An Introduction to the package M3JF

Xiaoyao Yin

2023-08-11

This vignette presents the M3JF,which implements a framework named multi-modality matrix joint factorization (M3JF) to conduct integrative analysis of multiple modality data in R. The objective is to provide an implementation of the proposed method, which is designed to solve the high dimensionality multiple modality data in bioinformatics. It was achieved by jointly factorizing the matrices into a shared sub-matrix and several modality specific sub-matrices. The introduction of group sparse constraint on the shared sub-matrix forces the samples in the same group to allow each modality exploiting only a subset of the dimensions of the global latent space.

Installation

The latest stable version of the package can be installed from any CRAN repository mirror:

#Install
install.packages('M3JF')
#Load
library(M3JF)

The latest development version is available from https://cran.r-project.org/package=M3JF and may be downloaded from there and installed manually:

install.packages('/path/to/file/M3JF.tar.gz',repos=NULL,type="source")
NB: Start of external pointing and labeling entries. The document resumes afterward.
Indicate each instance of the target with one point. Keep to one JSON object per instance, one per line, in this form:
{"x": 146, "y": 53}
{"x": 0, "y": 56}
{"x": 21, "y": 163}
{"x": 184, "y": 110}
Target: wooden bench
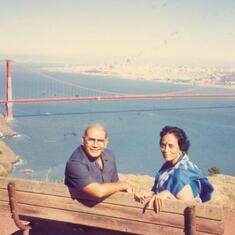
{"x": 119, "y": 212}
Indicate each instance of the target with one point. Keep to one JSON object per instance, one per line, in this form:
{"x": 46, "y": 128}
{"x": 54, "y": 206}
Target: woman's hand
{"x": 156, "y": 201}
{"x": 142, "y": 198}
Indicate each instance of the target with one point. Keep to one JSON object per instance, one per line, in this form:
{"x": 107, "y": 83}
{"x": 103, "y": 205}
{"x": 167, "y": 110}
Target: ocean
{"x": 48, "y": 133}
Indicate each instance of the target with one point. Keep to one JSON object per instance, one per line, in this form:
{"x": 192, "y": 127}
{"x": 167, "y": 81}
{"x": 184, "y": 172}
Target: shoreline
{"x": 198, "y": 77}
{"x": 224, "y": 185}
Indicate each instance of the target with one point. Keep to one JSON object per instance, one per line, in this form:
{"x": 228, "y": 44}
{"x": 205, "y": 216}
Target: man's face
{"x": 95, "y": 142}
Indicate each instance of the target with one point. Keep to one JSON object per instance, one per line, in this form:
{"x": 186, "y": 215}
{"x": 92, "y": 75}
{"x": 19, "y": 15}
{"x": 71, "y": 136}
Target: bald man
{"x": 91, "y": 168}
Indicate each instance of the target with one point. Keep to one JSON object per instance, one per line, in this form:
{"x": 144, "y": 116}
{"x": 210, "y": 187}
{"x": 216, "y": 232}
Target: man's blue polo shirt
{"x": 82, "y": 170}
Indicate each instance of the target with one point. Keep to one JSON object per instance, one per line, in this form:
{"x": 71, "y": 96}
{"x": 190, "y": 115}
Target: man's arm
{"x": 101, "y": 190}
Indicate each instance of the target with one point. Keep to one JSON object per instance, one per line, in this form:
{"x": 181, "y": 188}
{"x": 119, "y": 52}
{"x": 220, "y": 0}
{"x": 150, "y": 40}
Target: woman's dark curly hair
{"x": 181, "y": 136}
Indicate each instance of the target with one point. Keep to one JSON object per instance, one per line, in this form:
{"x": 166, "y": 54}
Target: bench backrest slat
{"x": 118, "y": 212}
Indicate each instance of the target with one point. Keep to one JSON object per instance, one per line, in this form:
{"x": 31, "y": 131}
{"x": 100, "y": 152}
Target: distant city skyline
{"x": 144, "y": 31}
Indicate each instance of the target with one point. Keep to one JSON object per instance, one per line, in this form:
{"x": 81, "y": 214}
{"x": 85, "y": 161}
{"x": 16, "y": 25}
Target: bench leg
{"x": 14, "y": 209}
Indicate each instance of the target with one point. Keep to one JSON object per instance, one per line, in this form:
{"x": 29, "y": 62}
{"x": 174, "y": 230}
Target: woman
{"x": 178, "y": 177}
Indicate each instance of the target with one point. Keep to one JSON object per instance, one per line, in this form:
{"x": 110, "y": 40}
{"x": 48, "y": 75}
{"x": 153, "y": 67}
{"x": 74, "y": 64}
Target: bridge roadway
{"x": 120, "y": 97}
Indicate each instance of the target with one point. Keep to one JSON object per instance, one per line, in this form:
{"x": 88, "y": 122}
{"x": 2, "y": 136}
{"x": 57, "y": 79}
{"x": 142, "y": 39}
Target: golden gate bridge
{"x": 9, "y": 98}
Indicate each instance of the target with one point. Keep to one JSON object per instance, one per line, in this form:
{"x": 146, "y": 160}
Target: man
{"x": 91, "y": 169}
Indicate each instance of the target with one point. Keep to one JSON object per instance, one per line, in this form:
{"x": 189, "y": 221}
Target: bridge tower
{"x": 9, "y": 104}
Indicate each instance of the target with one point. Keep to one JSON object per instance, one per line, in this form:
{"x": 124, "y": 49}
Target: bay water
{"x": 48, "y": 133}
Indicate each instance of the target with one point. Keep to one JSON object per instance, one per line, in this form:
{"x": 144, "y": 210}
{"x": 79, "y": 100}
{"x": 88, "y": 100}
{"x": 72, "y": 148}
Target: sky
{"x": 144, "y": 31}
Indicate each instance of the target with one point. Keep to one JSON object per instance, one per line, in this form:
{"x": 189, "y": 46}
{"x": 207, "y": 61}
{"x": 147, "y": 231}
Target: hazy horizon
{"x": 190, "y": 32}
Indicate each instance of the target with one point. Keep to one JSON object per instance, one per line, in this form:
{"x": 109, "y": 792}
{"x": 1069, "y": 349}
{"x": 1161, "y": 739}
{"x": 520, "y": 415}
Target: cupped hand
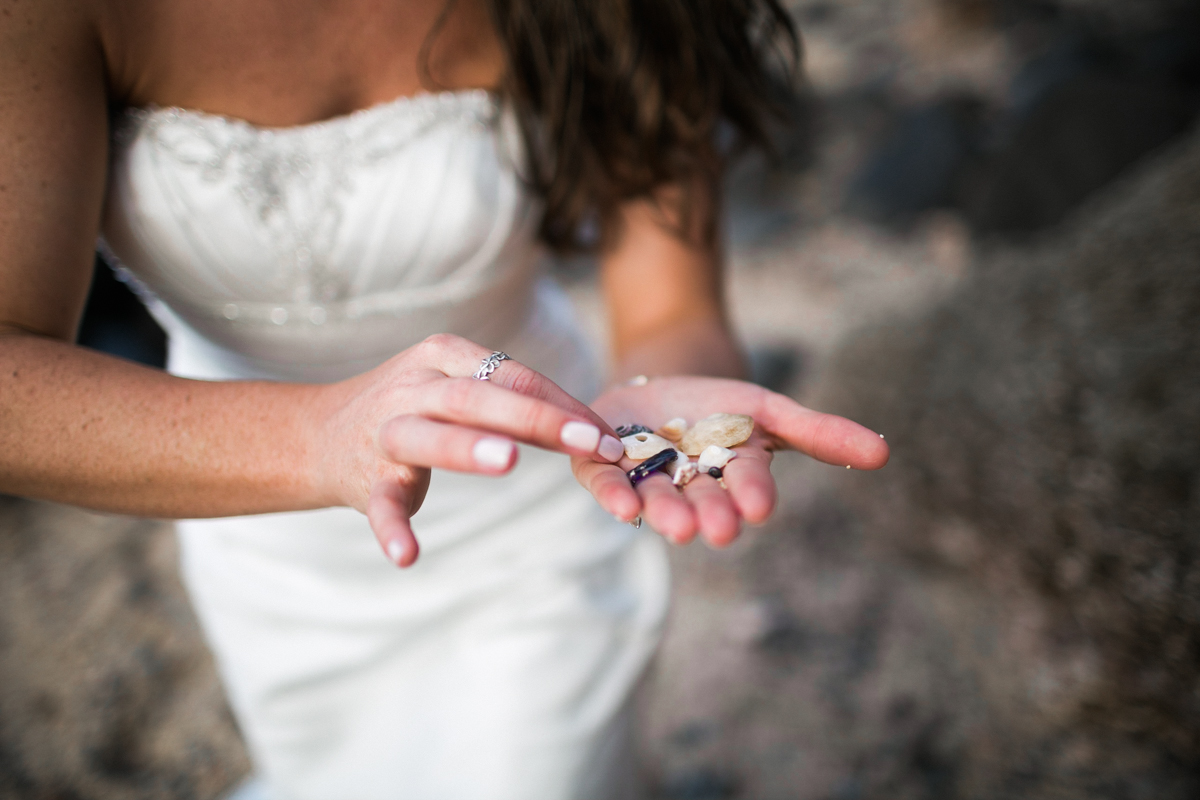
{"x": 378, "y": 434}
{"x": 703, "y": 507}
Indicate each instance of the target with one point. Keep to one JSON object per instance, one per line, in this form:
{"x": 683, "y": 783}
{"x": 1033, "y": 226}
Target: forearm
{"x": 85, "y": 428}
{"x": 694, "y": 347}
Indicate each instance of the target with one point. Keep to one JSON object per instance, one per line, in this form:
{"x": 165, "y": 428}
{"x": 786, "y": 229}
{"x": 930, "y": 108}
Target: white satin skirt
{"x": 499, "y": 666}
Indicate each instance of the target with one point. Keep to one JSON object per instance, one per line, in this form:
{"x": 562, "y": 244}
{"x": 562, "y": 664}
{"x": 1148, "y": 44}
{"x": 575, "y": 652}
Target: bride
{"x": 339, "y": 212}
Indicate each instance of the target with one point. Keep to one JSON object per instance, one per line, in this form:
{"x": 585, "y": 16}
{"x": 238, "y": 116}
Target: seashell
{"x": 685, "y": 470}
{"x": 673, "y": 429}
{"x": 715, "y": 456}
{"x": 630, "y": 429}
{"x": 651, "y": 464}
{"x": 643, "y": 445}
{"x": 724, "y": 429}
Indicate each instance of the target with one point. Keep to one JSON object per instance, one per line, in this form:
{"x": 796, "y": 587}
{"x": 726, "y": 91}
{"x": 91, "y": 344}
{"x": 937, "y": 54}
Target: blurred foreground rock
{"x": 1045, "y": 423}
{"x": 106, "y": 689}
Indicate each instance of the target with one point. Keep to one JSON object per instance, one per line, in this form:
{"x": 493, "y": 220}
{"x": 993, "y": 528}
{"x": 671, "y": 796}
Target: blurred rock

Support: Users interested in this package are encouraged to email to Xiaoyao Yin () for enquiries, bug reports, feature requests, suggestions or M3JF-related discussions.

Usage

We will give an example of how to use this package hereafter.

Simulation data generation

We generate simulated data with the R package InterSIM, which generates three inter-related data set with realistic inter- and intra- relationships based on the DNA methylation, mRNA expression and protein expression from the TCGA ovarian cancer study. Each data modality consists of 500 samples, samples are assigned to 4 groups with 100, 150, 135 and 115 samples per group. The data can be generated by running:

library(InterSIM)

sim.data <- InterSIM(n.sample=500, cluster.sample.prop = c(0.20,0.30,0.27,0.23),
                     delta.methyl=5, delta.expr=5, delta.protein=5,p.DMP=0.2, p.DEG=NULL,
                     p.DEP=NULL,sigma.methyl=NULL, sigma.expr=NULL,
                     sigma.protein=NULL,cor.methyl.expr=NULL,
                     cor.expr.protein=NULL,do.plot=FALSE, sample.cluster=TRUE,
                     feature.cluster=TRUE)
sim.methyl <- sim.data$dat.methyl
sim.expr <- sim.data$dat.expr
sim.protein <- sim.data$dat.protein
data_list <- list(sim.methyl, sim.expr, sim.protein)

Simulation data groundtruth assignment and permutation

Label assignment: According to the data generation process, we assign the groundtruth label to the data we have generated as:

truelabel = sim.data$clustering.assignment$cluster.id

this label will be used to test the clustering ability afterwards.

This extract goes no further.